If you resize the image to 1/2th in both x and y, it shouldn't affect colors much, but k-means should take at most 1/4th of the time. If you resample to 1/10 of the width and height, k-means should run 100 times faster.
https://en.wikipedia.org/wiki/Color_quantization
By downsampling the image, you have less "pixels" to process during clustering. But in the end, it should produce roughly the same color scheme.
Small summary of k-means:
- It maps each object (=pixel) to the nearest cluster center (= palette entry)
- It recomputes each palette entry to best represent the assigned points (= pixels)
- Repeat until nothing changes anymore.
So the real output is not an image or image regions. It's the palette.
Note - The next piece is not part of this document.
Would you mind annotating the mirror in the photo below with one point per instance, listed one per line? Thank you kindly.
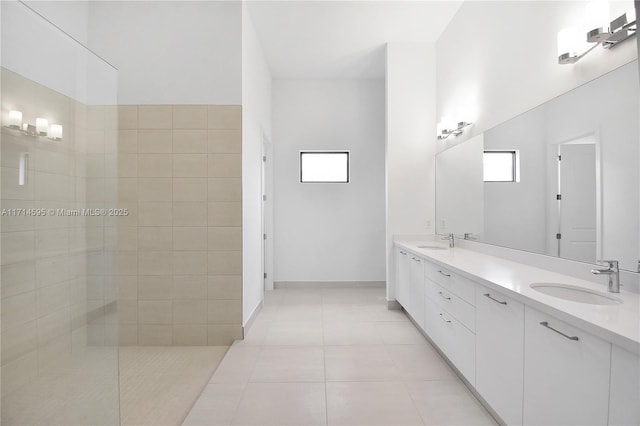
(574, 190)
You can then map an arbitrary image (including the full resolution version) to this color palette by simply replacing each pixel with the closest color!
Complexity and performance:
The complexity of k-means is O(n*k*i)
, where n
is the number of pixels you have, k the desired number of output colors and i the number of iterations needed until convergence.
n
: by downsampling, you can easily reduce n
, the largest factor. In many situations, you can reduce this quite significantly before you see a degradation in performance.
k
: this is your desired number of output colors. Whether you can reduce this or not depends on your actual use case.
i
: various factors can have an effect on convergence (including both other factors!), but the strongest probably is having good starting values. So if you have a very fast but low quality method to choose the palette, run it first, then use k-means to refine this palette. Maybe OpenCV already includes an appropriate heuristic for this though!
You can see, the easiest approach is to reduce n
. You can reduce n
significantly, produce an optimized palette for the thumbnail, then rerun k-means on the full image refinining this palette. As - hopefully - this will reduce the number of iterations significantly, this can sometimes perform very well.